In question time, Malcolm Turnbull said every adult Australian will be able to have their say on the issue of same-sex marriage.
“Lucy [Turnbull] and I will be voting yes and I will be encouraging others to vote yes, but ... above all, I encourage every Australian to have their say because unlike the leader of the opposition I respect every Australian’s view on this matter,” he said.
When Shorten proposed a joint letter with the prime minister to all Australians recommending a yes vote in the survey, Turnbull questioned whether the exercise would “actually increase the case for the yes vote”.
“The leader of the opposition can make his case and I’ll make mine,” he said.
Turnbull accused Shorten of having done “everything he could” to stop the plebiscite. “Much to his disappointment, now every Australian will have their say.”

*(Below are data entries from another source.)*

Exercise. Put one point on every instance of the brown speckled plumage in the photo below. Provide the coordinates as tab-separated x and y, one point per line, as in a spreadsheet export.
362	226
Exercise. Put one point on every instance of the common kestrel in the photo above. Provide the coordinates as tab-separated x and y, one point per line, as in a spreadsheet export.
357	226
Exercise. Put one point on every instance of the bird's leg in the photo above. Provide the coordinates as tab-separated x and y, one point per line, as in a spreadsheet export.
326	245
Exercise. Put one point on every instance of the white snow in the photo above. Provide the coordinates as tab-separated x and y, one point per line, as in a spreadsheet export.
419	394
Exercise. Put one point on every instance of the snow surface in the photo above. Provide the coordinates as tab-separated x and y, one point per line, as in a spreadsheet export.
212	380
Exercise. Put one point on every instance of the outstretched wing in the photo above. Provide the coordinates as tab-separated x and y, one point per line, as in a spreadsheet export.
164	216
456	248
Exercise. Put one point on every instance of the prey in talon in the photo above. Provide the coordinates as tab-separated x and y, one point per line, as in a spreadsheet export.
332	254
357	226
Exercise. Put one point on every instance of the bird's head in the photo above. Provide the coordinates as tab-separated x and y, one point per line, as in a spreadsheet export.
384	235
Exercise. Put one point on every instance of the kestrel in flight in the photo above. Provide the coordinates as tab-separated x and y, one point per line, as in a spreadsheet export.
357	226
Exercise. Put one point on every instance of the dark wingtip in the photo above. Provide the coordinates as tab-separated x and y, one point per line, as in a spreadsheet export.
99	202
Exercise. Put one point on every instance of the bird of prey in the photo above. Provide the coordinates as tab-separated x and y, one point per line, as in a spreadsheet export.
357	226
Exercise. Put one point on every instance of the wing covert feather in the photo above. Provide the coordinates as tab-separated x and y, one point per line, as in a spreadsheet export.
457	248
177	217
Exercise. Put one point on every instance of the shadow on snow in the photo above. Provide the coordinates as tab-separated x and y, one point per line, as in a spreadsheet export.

At his press conference, Shorten said he hoped Turnbull was “fair dinkum” about campaigning for the yes case.
“It’s one thing to say that you support marriage equality but when you have a position of leadership in this country, you should lead, not hide,” he said.
“I encourage Malcolm Turnbull to be fair dinkum and actively campaign, to genuinely use the status of his office, the status of prime minister, to encourage a yes vote.”
Noting an earlier statement from Turnbull that he had other calls on his time that may preclude him from campaigning, Shorten said that was not leadership, that is a “retreat ... abdication [and] chronic weakness”.
The Greens LGBTI spokeswoman, Janet Rice, said now the survey was going ahead there was a “clear pathway” that could result in “wedding bells ringing in our society for LGBTIQ” by Christmas.